On 07/22/2016 08:25 PM, Andrey Vagin wrote:
> On Thu, Jul 21, 2016 at 11:48 PM, Michael Kerrisk (man-pages)
> <mtk.manpages@gmail.com> wrote:
>> Hi Andrey,
>>
>>
>> On 07/21/2016 11:06 PM, Andrew Vagin wrote:
>>>
>>> On Thu, Jul 21, 2016 at 04:41:12PM +0200, Michael Kerrisk (man-pages)
>>> wrote:
>>>>
>>>> Hi Andrey,
>>>>
>>>> On 07/14/2016 08:20 PM, Andrey Vagin wrote:
>>>
>>>
>>> <snip>
>>>
>>>>
>>>> Could you add here an of the API in detail: what do these FDs refer to,
>>>> and how do you use them to solve the use case? And could you you add
>>>> that info to the commit messages please.
>>>
>>>
>>> Hi Michael,
>>>
>>> A patch for man-pages is attached. It adds the following text to
>>> namespaces(7).
>>>
>>> Since  Linux 4.X, the following ioctl(2) calls are supported for names‐
>>> pace file descriptors.  The correct syntax is:
>>>
>>>       fd = ioctl(ns_fd, ioctl_type);
>>>
>>> where ioctl_type is one of the following:
>>>
>>> NS_GET_USERNS
>>>       Returns a file descriptor that refers to an owning  user  names‐
>>>       pace.
>>>
>>> NS_GET_PARENT
>>>       Returns  a  file  descriptor  that refers to a parent namespace.
>>>       This ioctl(2) can be used for pid and user namespaces.
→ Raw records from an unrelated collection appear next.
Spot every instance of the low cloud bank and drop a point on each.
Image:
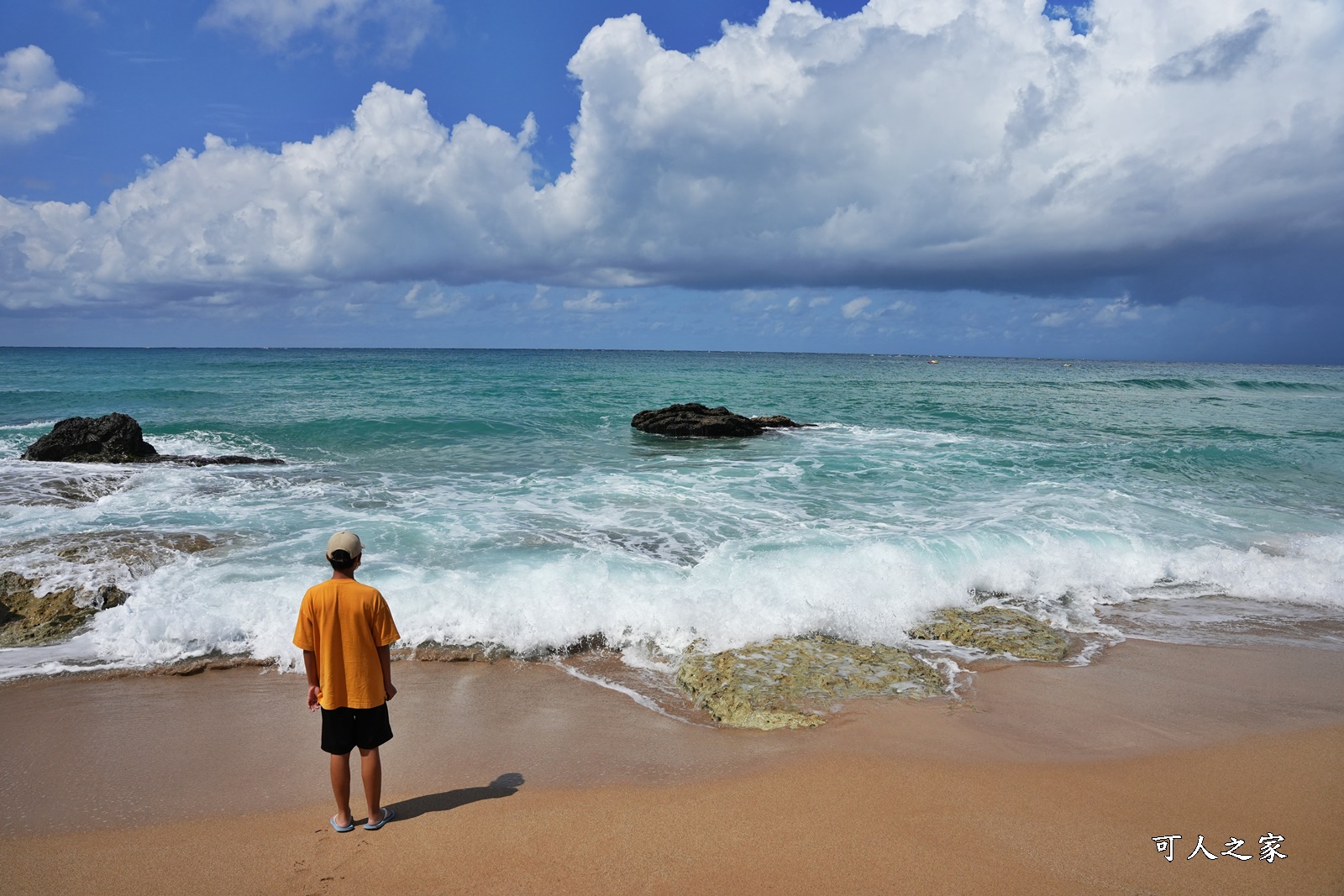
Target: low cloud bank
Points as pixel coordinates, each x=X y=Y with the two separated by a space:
x=969 y=144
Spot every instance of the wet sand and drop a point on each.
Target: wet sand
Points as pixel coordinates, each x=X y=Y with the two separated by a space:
x=1042 y=779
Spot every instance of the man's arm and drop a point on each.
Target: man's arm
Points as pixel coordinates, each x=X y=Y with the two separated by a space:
x=315 y=691
x=385 y=660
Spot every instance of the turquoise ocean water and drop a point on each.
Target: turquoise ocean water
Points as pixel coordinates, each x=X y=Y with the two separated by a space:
x=504 y=499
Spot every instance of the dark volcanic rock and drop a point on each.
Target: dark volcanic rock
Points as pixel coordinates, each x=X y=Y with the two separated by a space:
x=698 y=419
x=116 y=438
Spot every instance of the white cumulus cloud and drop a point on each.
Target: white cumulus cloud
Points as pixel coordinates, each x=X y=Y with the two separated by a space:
x=974 y=144
x=34 y=100
x=400 y=26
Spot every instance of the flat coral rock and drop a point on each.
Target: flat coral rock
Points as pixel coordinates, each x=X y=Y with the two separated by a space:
x=788 y=681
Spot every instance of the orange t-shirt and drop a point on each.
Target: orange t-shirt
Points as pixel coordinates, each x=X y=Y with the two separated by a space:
x=344 y=622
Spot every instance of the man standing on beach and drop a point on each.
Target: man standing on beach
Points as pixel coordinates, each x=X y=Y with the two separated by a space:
x=346 y=633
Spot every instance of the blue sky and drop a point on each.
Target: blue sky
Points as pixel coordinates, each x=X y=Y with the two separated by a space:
x=971 y=176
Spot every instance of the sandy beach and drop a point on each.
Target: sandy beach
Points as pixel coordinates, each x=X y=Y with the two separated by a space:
x=517 y=778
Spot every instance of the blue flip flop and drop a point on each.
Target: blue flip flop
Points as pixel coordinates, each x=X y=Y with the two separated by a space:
x=387 y=815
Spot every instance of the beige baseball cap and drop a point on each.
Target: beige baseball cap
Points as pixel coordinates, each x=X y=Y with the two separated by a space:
x=347 y=542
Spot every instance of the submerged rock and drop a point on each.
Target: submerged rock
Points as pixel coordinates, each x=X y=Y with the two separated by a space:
x=717 y=422
x=786 y=683
x=27 y=620
x=996 y=631
x=114 y=438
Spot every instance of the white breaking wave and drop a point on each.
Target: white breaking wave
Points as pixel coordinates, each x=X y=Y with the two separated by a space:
x=245 y=602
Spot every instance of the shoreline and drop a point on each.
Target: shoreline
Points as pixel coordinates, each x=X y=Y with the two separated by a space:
x=1039 y=779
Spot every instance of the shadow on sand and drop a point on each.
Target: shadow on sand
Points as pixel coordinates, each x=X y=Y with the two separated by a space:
x=449 y=799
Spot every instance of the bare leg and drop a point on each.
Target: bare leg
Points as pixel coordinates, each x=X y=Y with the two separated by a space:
x=371 y=770
x=340 y=788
For  user
>>>       namespaces,  NS_GET_PARENT and NS_GET_USERNS have the same mean‐
>>>       ing.

For each of the above, I think it is worth mentioning that the
close-on-exec flag is set for the returned file descriptor.

>>>
>>> In addition to generic ioctl(2) errors, the following specific ones can
>>> occur:
>>>
>>> EINVAL NS_GET_PARENT was called for a nonhierarchical namespace.
>>>
>>> EPERM  The  requested  namespace  is  outside  of the current namespace
>>>       scope.

Perhaps add "and the caller does not have CAP_SYS_ADMIN" in the initial
user namespace"?

>>>
>>> ENOENT ns_fd refers to the init namespace.
>>
>>
>> Thanks for this. But still part of the question remains unanswered.
>> How do we (in user-space) use the file descriptors to answer any of
>> the questions that this patch series was designed to solve? (This
>> info should be in the commit message and the man-pages patch.)
>
> I'm sorry, but I am not sure that I understand what you ask.
>
> Here are the origin questions:
> Someone else then asked me a question that led me to wonder about
> generally introspecting on the parental relationships between user
> namespaces and the association of other namespaces types with user
> namespaces. One use would be visualization, in order to understand the
> running system. Another would be to answer the question I already
> mentioned: what capability does process X have to perform operations
> on a resource governed by namespace Y?
>
> Here is an example which shows how we can get the owning namespace
> inode number by using these ioctl-s.
>
> $ ls -l /proc/13929/ns/pid
> lrwxrwxrwx 1 root root 0 Jul 22 21:03 /proc/13929/ns/pid -> 'pid:[4026532228]'
>
> $ ./nsowner /proc/13929/ns/pid
> user:[4026532227]
>
> The owning user namespace for pid:[4026532228] is user:[4026532227].
>
> The nsowner  tool is cimpiled from this code:
>
> int main(int argc, char *argv[])
> {
>         char buf[128], path[] = "/proc/self/fd/0123456789";
>         int ns, uns, ret;
>
>         ns = open(argv[1], O_RDONLY);
>         if (ns < 0)
>                 return 1;
>
>         uns = ioctl(ns, NS_GET_USERNS);
>         if (uns < 0)
>                 return 1;
>
>         snprintf(path, sizeof(path), "/proc/self/fd/%d", uns);
>         ret = readlink(path, buf, sizeof(buf) - 1);
>         if (ret < 0)
>                 return 1;
>         buf[ret] = 0;
>
>         printf("%s\n", buf);
>
>         return 0;
> }

So, from my point of view, the important piece that was missing from
your commit message was the note to use readlink("/proc/self/fd/%d")
on the returned FDs. I think that detail needs to be part of the
commit message (and also the man page text). I think it even be
helpful to include the above program as part of the commit message:
it helps people more quickly grasp the API.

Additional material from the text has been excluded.